AMR’s Board of Directors determined that a Chapter 11 reorganization is in the best interest of the Company and its stakeholders. Just as with the Company’s major airline competitors in recent years, the Chapter 11 process enables American Airlines and American Eagle to continue conducting normal business operations while they restructure their debt, costs and other obligations.

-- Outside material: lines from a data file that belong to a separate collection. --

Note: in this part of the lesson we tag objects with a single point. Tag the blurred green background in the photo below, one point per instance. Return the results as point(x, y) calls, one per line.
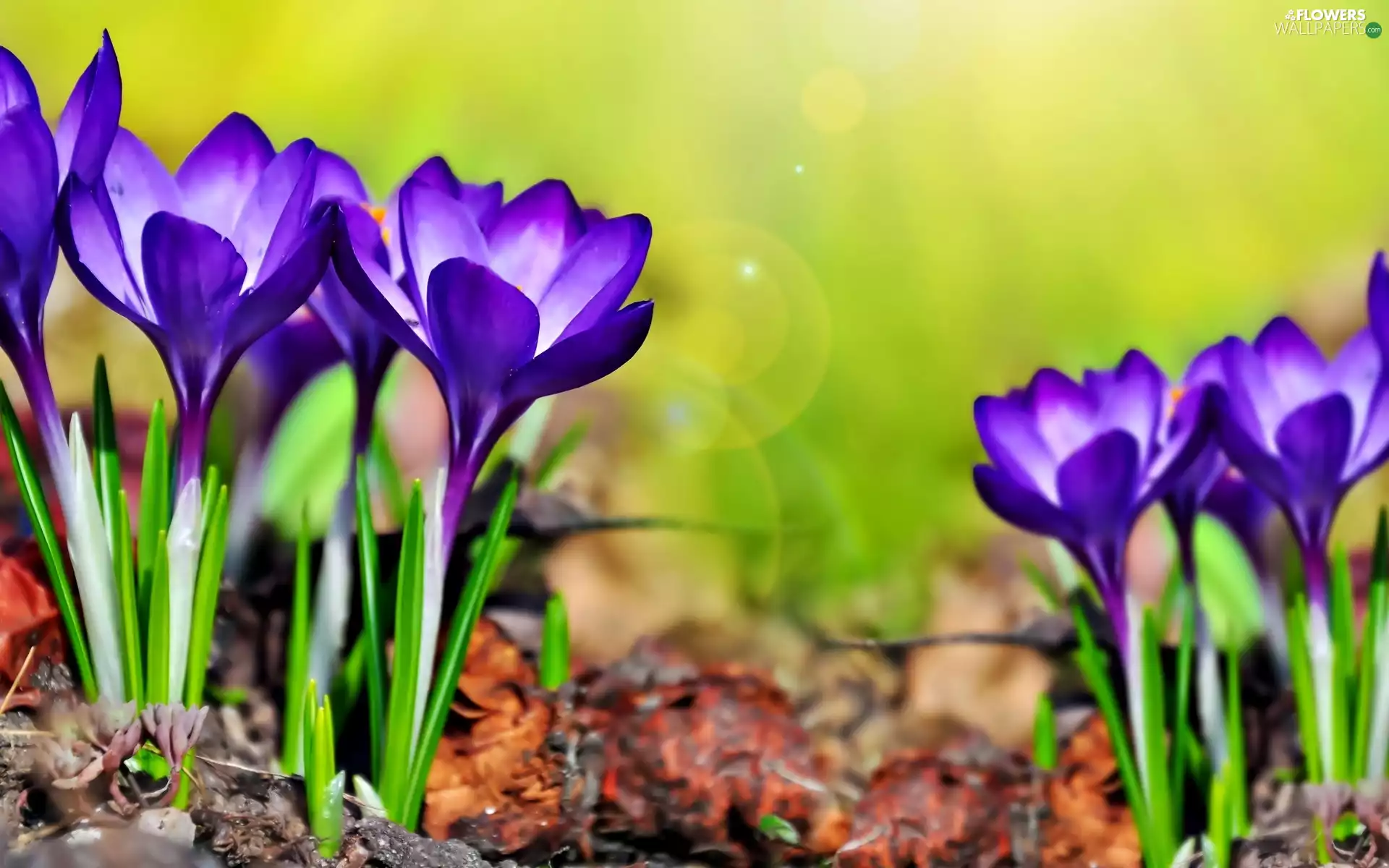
point(867, 211)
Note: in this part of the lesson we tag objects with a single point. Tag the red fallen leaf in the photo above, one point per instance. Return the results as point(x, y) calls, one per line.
point(649, 746)
point(28, 618)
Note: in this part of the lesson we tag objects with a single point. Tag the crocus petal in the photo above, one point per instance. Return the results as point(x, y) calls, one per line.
point(90, 117)
point(338, 178)
point(1314, 443)
point(1010, 438)
point(595, 278)
point(28, 182)
point(481, 327)
point(1253, 401)
point(1246, 451)
point(1296, 367)
point(138, 185)
point(1021, 506)
point(221, 171)
point(1378, 300)
point(90, 238)
point(435, 228)
point(284, 291)
point(1063, 409)
point(1099, 484)
point(382, 297)
point(1135, 400)
point(192, 277)
point(16, 87)
point(274, 216)
point(532, 234)
point(585, 357)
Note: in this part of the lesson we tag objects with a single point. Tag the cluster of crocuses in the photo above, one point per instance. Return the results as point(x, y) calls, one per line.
point(504, 300)
point(1249, 427)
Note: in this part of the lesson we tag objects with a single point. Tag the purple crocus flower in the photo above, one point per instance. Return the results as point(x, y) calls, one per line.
point(1303, 430)
point(504, 307)
point(203, 261)
point(35, 161)
point(1081, 461)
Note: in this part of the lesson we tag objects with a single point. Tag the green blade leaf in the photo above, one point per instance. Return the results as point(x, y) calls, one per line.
point(157, 650)
point(205, 599)
point(131, 632)
point(155, 502)
point(296, 659)
point(456, 649)
point(555, 643)
point(1043, 733)
point(35, 504)
point(400, 710)
point(106, 453)
point(370, 571)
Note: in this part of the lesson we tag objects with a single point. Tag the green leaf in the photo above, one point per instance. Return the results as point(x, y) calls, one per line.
point(404, 673)
point(307, 460)
point(131, 632)
point(205, 599)
point(1162, 822)
point(106, 453)
point(1236, 773)
point(555, 643)
point(296, 659)
point(157, 632)
point(35, 504)
point(1050, 597)
point(155, 502)
point(778, 830)
point(1182, 735)
point(370, 571)
point(556, 457)
point(1343, 661)
point(1092, 661)
point(456, 649)
point(1043, 733)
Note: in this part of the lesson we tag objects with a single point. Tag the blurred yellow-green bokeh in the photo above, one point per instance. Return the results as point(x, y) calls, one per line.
point(867, 211)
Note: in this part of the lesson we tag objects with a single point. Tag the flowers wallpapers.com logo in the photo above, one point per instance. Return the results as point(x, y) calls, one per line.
point(1327, 22)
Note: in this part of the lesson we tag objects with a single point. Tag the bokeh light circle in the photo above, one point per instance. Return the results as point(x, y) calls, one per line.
point(741, 335)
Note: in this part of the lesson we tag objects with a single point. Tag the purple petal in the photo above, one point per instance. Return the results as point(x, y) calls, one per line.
point(338, 179)
point(585, 357)
point(16, 85)
point(1099, 484)
point(1314, 443)
point(90, 239)
point(394, 310)
point(138, 185)
point(595, 278)
point(273, 221)
point(1354, 373)
point(221, 171)
point(532, 234)
point(1010, 438)
point(1378, 300)
point(1252, 400)
point(285, 289)
point(1296, 368)
point(1246, 451)
point(1135, 401)
point(435, 228)
point(90, 117)
point(28, 182)
point(481, 327)
point(192, 276)
point(1021, 506)
point(1063, 409)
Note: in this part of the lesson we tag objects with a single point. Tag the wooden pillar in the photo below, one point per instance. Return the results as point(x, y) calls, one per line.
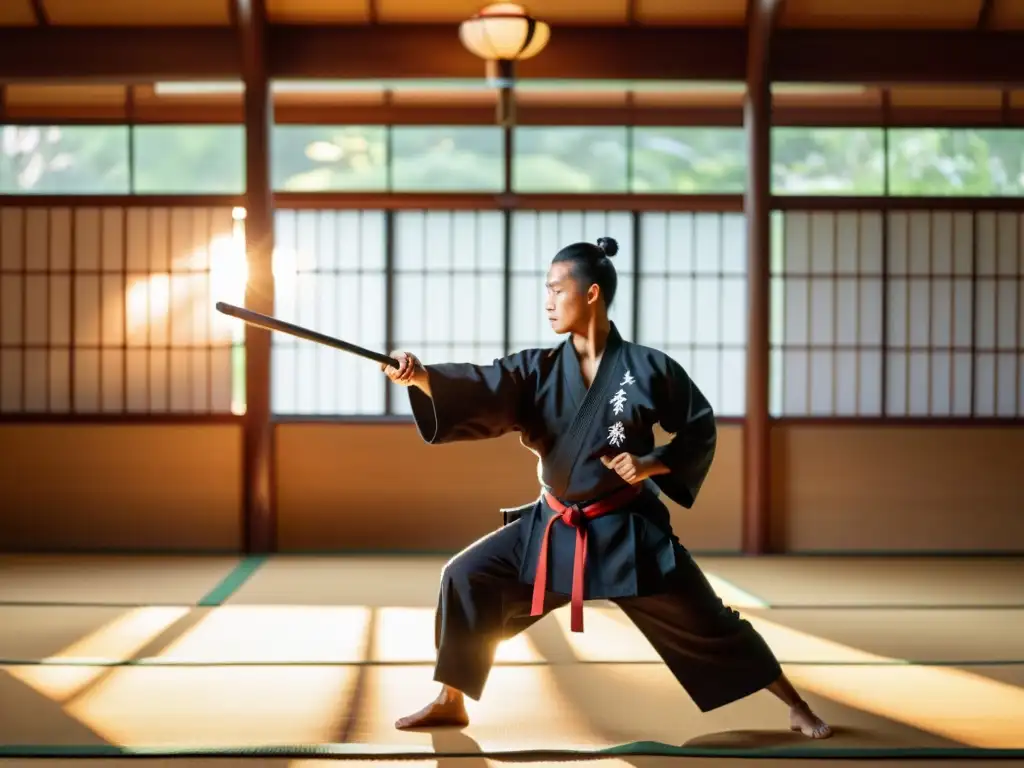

You can read more through this AA link.
In addition, they have recently failed to gain agreement with labor unions to lower costs. They were also one of the only majors to avoid the recent consolidation in the industry including Delta + Northwest, United + Continental and Southwest + Airtran. Because they missed this round of mergers and acquisitions they’ve dropped to the number 3 US airline. They haven’t benefited from the ability to restructure their costs through the Chapter 11 process and now have higher costs than their competitors.
No Impact To Passengers
American Airlines, American Eagle and All Other Subsidiaries Operating Normal Flight Schedules, Honoring All Tickets and Reservations, Maintaining High Customer Service Levels and AAdvantage Program, and Continuing Employee Pay and Benefits
AMR Has $4.1 Billion in Cash to Ensure Uninterrupted Supply of Goods and Services During Proceedings
I don’t think there is any elevated risk at the moment for AA miles. When Delta went through bankruptcy in 2005 there were no changes to the award structure. It was after Delta acquired and fully integrated Northwest when they went to the current three tiered award redemption chart. My practice is to always burn miles as quickly as makes sense, after all its a currency that only depreciates with time.